The doorbell rang – an elongated ring now. Sid was getting impatient. Tipping up the wedge, Gus inserted two fingers and gripped the contents. For a second he looked at what he’d discovered and grinned. Gottya Alice! He popped it in his pocket and went downstairs and opened the door. ‘For God’s sake Sid, I was in the loo. Can’t you even wait for a couple of minutes?’
27
06:20 Best Lane, Oxenhope
Mickey – glad that she’d invested in a four by four with snow tyres – had managed to get home in one piece. She’d had a few near misses and had crawled along at a snail’s pace. It had taken her nearly two hours by the time she’d abandoned her vehicle on the main street and trekked up to her home with its welcoming lights that had been set to timer. Since her husband had gone off with her best friend and her son had gone to uni, there was no one to make sure she came home to a welcoming glow behind the curtains. No, that was just another one of the many tasks she’d taken upon herself to ensure she didn’t feel she was rattling about in a mausoleum.
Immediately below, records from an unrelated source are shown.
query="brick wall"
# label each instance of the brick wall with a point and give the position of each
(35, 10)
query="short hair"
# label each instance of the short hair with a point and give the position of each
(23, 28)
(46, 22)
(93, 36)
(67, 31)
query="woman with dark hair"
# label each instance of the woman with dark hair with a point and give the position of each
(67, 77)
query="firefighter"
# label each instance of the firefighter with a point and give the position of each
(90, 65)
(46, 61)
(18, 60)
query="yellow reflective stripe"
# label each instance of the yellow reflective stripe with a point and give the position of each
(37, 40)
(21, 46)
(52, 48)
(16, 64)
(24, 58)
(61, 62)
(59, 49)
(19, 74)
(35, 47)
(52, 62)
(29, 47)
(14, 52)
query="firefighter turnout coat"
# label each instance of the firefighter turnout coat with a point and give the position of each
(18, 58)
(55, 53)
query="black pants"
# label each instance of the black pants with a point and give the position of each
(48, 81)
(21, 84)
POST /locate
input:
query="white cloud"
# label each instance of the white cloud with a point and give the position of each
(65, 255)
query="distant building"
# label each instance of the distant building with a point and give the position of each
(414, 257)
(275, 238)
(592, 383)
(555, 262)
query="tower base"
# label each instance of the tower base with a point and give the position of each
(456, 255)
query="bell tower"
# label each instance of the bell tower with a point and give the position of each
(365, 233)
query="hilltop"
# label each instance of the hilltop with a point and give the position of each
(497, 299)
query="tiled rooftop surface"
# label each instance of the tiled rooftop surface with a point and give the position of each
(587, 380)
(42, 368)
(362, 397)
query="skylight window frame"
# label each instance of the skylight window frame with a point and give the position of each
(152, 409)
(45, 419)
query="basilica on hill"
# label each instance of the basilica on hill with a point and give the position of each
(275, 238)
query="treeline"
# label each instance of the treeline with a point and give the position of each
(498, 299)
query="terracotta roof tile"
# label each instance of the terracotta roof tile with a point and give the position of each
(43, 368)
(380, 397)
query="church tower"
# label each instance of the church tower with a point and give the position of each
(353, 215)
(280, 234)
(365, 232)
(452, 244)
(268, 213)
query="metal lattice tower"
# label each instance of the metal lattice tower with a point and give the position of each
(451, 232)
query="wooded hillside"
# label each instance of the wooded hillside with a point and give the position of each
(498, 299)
Every bone in her body ached with the cold and her toes and fingers had taken ages to thaw. She’d poured herself a large gin and tonic and flung herself on the couch, wondering if perhaps she should have taken on the cat her neighbour had tried to force on her. At least a cat wouldn’t desert her for her best friend, or the appeal of a university so far away that she was limited to the occasional Skype call and the odd Whatsapp message. She pu
lled the fleece blanket over her legs and settled down for the night. The living room was cosy and the thought of warming up a huge king-size bed on her own fell far short of her hopes for her home life when she’d turned fifty. She would sleep on the couch like she’d done most nights for the past few months.
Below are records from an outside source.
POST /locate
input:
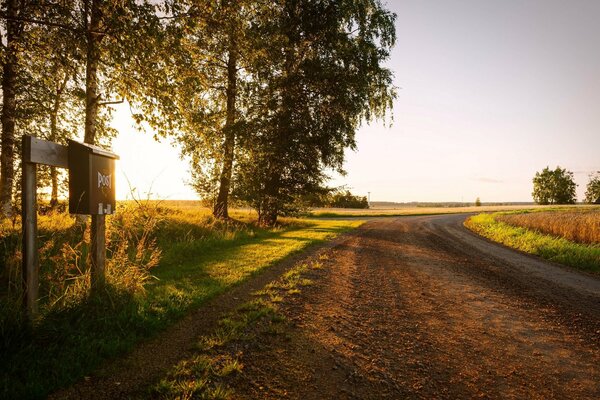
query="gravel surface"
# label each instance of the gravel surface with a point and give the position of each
(419, 307)
(410, 307)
She allowed her mind to wander, the soporific benefits of the gin and tonic making her drowsy. It wasn’t that she was lonely exactly. Her job kept her too busy for that, it was just that she felt betrayed by the men in her life. Whilst she’d focussed on her career to make sure they could afford a house in the country and private education for Freddie, her husband had been planning his grand escape with affair after affair. The thing is, she’d been too busy to notice and, truth be told, too much in love with her job to care. Now, here she was rattling about in a big house without even a cat for company. Who am I kidding? I’d forget to feed the cat and I’m never home anyway. No, a cat’s a bad idea – a very bad idea.
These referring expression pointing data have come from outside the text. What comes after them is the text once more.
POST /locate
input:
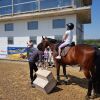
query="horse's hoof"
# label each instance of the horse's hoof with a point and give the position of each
(87, 97)
(58, 82)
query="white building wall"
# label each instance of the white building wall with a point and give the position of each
(21, 33)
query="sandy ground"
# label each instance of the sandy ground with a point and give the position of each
(15, 84)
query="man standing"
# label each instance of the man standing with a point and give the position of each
(33, 55)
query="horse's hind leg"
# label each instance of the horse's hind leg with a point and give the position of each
(65, 75)
(58, 70)
(90, 83)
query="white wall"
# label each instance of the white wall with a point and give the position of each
(21, 34)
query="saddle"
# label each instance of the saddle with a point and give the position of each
(66, 49)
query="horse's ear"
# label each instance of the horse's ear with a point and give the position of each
(42, 38)
(45, 37)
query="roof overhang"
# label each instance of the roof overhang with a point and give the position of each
(87, 2)
(83, 13)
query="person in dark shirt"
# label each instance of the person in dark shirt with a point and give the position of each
(33, 55)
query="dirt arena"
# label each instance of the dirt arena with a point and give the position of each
(15, 84)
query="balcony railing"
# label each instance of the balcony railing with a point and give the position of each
(11, 7)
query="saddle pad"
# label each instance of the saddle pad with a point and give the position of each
(65, 51)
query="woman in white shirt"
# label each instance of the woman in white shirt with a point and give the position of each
(67, 38)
When she woke it was still dark outside, although it was morning. She had an uncomfortable crick in her neck, a bitter gin aftertaste in her mouth and a faint sweaty smell filtered up to her nose as she flicked off the fleece. Barefoot she padded over to the window and pulled the string to open the curtains. Overnight the blizzard had obliterated her footprints and it looked like no one bar, judging from the prints, a three-legged fox had ventured out overnight. Cursing herself for making the journey home, Mickey wished she’d just bedded down at The Fort overnight. Now she was stranded. No way would Sandy Lane, between Oxenhope and Bradford, be passable in this weather. She turned over, flicked on the TV in search of the weather forecast, the results of which upset her even more. Calendar News.